At Women in CX, we started our community on solid foundations with the mission to empower women in CX globally to collaborate and shape the future of CX and the goal of promoting diversity and inclusion within the CX industry, leading the way by example and raising awareness of intersectional inequality.
We consciously designed proof-points of our values (Inclusive, Authentic, Courageous, and Collaborative) into our member experience, intentionally recruited members based on diversity, and removed barriers to entry, for example by offering 70% lower membership prices for women in developing countries and offering safe spaces such as our Pride Circle.
As a result, we have already attracted the most diverse global community (and team of employees) in CX. At WiCX, we celebrate our differences. Out of building a culture where everyone’s voice is equally valued, we are experiencing incredible conversations with the kind of diversity of opinion that creates value for everyone and a new perspective for our industry.
When it comes to diversity and inclusion conversations in CX (and business more broadly), we need to hear from voices who represent the lived experience of the matters being discussed.

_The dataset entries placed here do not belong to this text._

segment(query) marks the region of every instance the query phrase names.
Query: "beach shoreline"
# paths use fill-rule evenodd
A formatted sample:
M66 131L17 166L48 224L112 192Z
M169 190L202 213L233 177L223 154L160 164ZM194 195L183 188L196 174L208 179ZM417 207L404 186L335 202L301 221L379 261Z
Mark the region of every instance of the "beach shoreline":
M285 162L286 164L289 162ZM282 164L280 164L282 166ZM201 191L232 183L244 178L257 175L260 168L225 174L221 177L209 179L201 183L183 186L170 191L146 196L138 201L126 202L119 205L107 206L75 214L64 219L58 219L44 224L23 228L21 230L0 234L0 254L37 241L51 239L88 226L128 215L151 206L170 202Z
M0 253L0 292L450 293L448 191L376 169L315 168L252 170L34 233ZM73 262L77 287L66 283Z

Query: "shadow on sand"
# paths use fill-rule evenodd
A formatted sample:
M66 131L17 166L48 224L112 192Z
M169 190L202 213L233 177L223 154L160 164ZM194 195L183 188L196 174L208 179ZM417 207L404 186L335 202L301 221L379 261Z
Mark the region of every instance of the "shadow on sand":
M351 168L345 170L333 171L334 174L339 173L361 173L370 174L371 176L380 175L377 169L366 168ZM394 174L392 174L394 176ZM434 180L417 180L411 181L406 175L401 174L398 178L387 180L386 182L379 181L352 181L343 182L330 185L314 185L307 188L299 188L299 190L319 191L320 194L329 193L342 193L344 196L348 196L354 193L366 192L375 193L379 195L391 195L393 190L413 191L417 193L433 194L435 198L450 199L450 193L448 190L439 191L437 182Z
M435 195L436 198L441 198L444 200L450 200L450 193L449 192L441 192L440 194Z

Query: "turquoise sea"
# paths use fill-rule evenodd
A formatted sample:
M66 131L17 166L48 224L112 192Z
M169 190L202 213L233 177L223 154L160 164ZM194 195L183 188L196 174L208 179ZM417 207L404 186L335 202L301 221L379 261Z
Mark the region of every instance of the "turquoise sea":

Allyship is a critical part of working together to ensure the voices of the excluded are included, but performativity during Pride season isn’t the way to go. Companies with a genuine agenda for inclusion work 24/7, 365 days a year ensure customers and employees feel (and are) safe to be themselves all year round and take part in activism that makes a difference. Importantly, such companies let their actions speak more loudly than their words by delivering proof-points of diversity and inclusion through the customer and employee experience.
Pride can be a great way to empower LGBTQ+ employees to start projects that contribute to raising awareness and fostering inclusion.
So, please don’t be the brand or individual who turns their social media images rainbow-bright this month and forgets the meaning of Pride the rest of the year.
For more information about the Women in CX community, visit www.womenincx.community.
*LGBTQ+ means all the communities included in the ‘LGBTTTQQIAA’: Lesbian, Gay, Bisexual, Transgender, Transsexual, 2/Two-Spirit, Queer, Questioning, Intersex, Asexual, and Ally.